2. Penting untuk menjaga keselamatan dan mata pencaharian rakyat

Presiden Prabowo menghadiri Konferensi Tingkat Tinggi Khusus Brunei Darussalam-Indonesia-Malaysia-Philippines East (BIMP-EAGA) dalam rangkaian KTT ke-48 ASEAN di Cebu, Kamis (7/5/2026) (dok. Sekretariat Presiden)

Dalam kesempatan itu, Prabowo turut mengingatkan pentingnya menjaga keselamatan masyarakat sekaligus mempertahankan sumber penghidupan rakyat di tengah situasi ekonomi dunia yang belum stabil.

Menurutnya, arah pembangunan kawasan sebenarnya sudah tertuang dalam visi BIMP-EAGA 2035. Tantangan berikutnya terletak pada pelaksanaan program yang benar-benar berjalan dan memberi hasil nyata.

“Prioritas kita jelas, melindungi keselamatan dan mata pencarian rakyat kita. Visi BIMP-EAGA 2035 telah memberi kita arah yang jelas. Sekarang tugasnya adalah mewujudkannya,” ucap Prabowo.

3. Prabowo ajak ASEAN kembangkan potensi

Presiden Prabowo menghadiri Konferensi Tingkat Tinggi Khusus Brunei Darussalam-Indonesia-Malaysia-Philippines East (BIMP-EAGA) dalam rangkaian KTT ke-48 ASEAN di Cebu, Kamis (7/5/2026) (dok.
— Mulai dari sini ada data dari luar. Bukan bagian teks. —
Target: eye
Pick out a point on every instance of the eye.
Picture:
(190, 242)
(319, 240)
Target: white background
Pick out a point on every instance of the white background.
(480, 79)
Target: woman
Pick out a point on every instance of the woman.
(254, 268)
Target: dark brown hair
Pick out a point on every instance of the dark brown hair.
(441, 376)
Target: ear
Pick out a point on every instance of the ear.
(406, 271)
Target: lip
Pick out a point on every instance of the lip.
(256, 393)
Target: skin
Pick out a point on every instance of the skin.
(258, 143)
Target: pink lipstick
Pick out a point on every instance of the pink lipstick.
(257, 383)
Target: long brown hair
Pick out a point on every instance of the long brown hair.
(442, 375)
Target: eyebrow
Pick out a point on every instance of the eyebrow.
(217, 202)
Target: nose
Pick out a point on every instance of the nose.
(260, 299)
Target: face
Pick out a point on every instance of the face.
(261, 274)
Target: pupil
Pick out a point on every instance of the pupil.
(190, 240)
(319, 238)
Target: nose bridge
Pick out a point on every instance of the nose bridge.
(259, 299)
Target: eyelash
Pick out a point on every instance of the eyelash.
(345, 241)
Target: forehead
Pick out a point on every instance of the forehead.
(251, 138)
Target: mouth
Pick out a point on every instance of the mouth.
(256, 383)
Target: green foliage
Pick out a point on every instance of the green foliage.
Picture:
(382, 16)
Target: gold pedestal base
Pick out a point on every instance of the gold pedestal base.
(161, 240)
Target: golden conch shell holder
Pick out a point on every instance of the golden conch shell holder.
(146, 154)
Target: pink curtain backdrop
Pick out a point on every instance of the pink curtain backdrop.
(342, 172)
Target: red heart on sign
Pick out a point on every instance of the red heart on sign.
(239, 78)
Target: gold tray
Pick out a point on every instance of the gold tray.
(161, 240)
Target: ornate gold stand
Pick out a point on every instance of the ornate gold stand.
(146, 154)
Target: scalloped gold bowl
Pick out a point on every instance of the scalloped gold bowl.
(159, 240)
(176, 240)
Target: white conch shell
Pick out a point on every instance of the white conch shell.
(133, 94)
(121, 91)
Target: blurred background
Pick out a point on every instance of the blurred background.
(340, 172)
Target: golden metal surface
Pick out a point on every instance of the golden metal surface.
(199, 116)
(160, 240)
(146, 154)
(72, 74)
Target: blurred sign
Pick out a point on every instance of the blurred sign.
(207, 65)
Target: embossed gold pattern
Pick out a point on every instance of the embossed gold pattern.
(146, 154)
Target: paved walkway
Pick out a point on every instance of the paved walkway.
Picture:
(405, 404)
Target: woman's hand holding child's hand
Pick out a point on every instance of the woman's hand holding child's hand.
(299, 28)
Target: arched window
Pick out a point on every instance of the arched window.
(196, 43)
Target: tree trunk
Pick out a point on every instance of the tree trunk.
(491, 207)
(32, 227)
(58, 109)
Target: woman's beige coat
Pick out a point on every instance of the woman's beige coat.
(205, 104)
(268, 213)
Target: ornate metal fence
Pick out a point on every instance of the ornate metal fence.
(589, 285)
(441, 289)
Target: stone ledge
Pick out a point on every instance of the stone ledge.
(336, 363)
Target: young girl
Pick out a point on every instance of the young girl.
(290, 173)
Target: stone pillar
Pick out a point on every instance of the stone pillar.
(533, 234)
Sekretariat Presiden)

Lebih lanjut, Presiden Prabowo kemudian mengajak ASEN mengembangkan potensi negara masing-masing. Ketahanan energi menjadi salah satu isu yang sedang hangat saat ini.

Oleh karena itu, Prabowo mengajak negara di ASEAN untuk saling bekerja sama. Sehingga, isu ketahanan energi tidak lagi menjadi hal yang menakutkan.

“Pertanyaannya adalah apakah kita siap untuk bertindak berdasarkan potensi tersebut. Bukan hanya untuk memenuhi kebutuhan subregional kita, tetapi juga untuk berkontribusi pada transisi energi ASEAN,” kata Prabowo.

Prabowo kemudian menyinggung langgah yang sudah dilakukan untuk mengembangkan energi bersih di kawasan. Mulai dari pengembangan tenaga air di Borneo, perluasan proyek energi surya di Palawan, dan pemanfaatan energi angin di wilayah pesisir.

“Transisi energi kita sedang melaju dengan kecepatan penuh. Kita tengah bangun tenaga surya 100 GW. Bersama-sama kita tingkatkan infrastruktur energi kita. BIMP-EAGA memiliki potensi yang besar,” imbuhnya.